As the day approaches I have started feeling a bit more anxious about it. Before I was calm about it, almost too calm. Now I’m starting to realize that I’m a little scared. I’m not scared the way most would think. I’m scared because its really playing with my biggest fear – being debilitated. If I cannot run, lift, yoga, surf, spin… I will just absolutely burst! I have so much energy that sometimes it’s hard for me to figure out what the fuck to do with it. It’s honestly one of my favorite things about myself, but it can really get in the way sometimes. When I’m grumpy my husband will say “why don’t you go run or something?” and I’m sure you can all imagine how well that plays out… until I get back from my run and thank him for being a twat.
I was telling my husband about my anxiousness in the kitchen this afternoon and we started talking about the recovery. His answer to me was “yeah, well when I got my balls snipped..” Ummm, what the fuck, you are telling me what now? Now I must preface all of this by saying that he was joking (he is not suicidal). My husband knows he suffers from having a mangina, and I like to remind him of that any time he sneezes and thinks he is dying. Now all of you men out there who want to complain about your outpatient surgery where you have to ice your nuts for a day (I know at least two of you who will read this… you know who you are) I just have one thing to say to you… stop your bitching! It’s the least you could do for your woman after the many years of her taking the pill, getting an IUD (OUCH!), taking the morning after pill, bleeding once a month for 7 days (and not dying) for most of her life. Oh, and for having your babies. Our bodies will never be the same. But yea, a little snip and a day of ice is an awful lot to ask of you. I’ll say it from all of us women – Sorry, not sorry.

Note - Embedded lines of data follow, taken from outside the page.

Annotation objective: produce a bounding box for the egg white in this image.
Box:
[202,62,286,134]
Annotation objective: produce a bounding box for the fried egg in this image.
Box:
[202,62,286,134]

Now there really is no question as to who is the tougher sex. It’s been clear since the inception of man when Eve was the only one ballsy enough to eat the damn apple. And the truth is, the human race would cease to exist if men were the ones who had to carry and deliver babies. Dear lord, can you imagine a man on the rag? I’m sure us women would have to take our tough men to the hospital every month as they claim something must be horribly wrong, and how this feeling can’t at all be normal. But we would know better, as we always do. And we would likely have the day marked off on the calendar, the car gassed up and a fucking flask already packed in preparation to mask our eye rolls with smiles and slurs.
So I guess the creator had it right from the start… women should carry the children, ovulate, not be a pussy when they are sick, and just overall know how to suck it up. In my personal opinion, if there is any truth to this Adam and Eve story, the bible got the interpretation wrong. Truth is, God put the apples on the tree as a test, but not in the way we think. I bet God said “alright, I’m going to put this tree there and tell them it’s forbidden, and the one who is tough enough to question this is who I’m betting on for the future of this race”. So thanks for the faith in us, God. You done good. As it was so eloquently put in Indiana Jones and the Last Crusade, “you chose wisely”. Thanks for the vagina and being omniscient enough to know that Adams was bigger.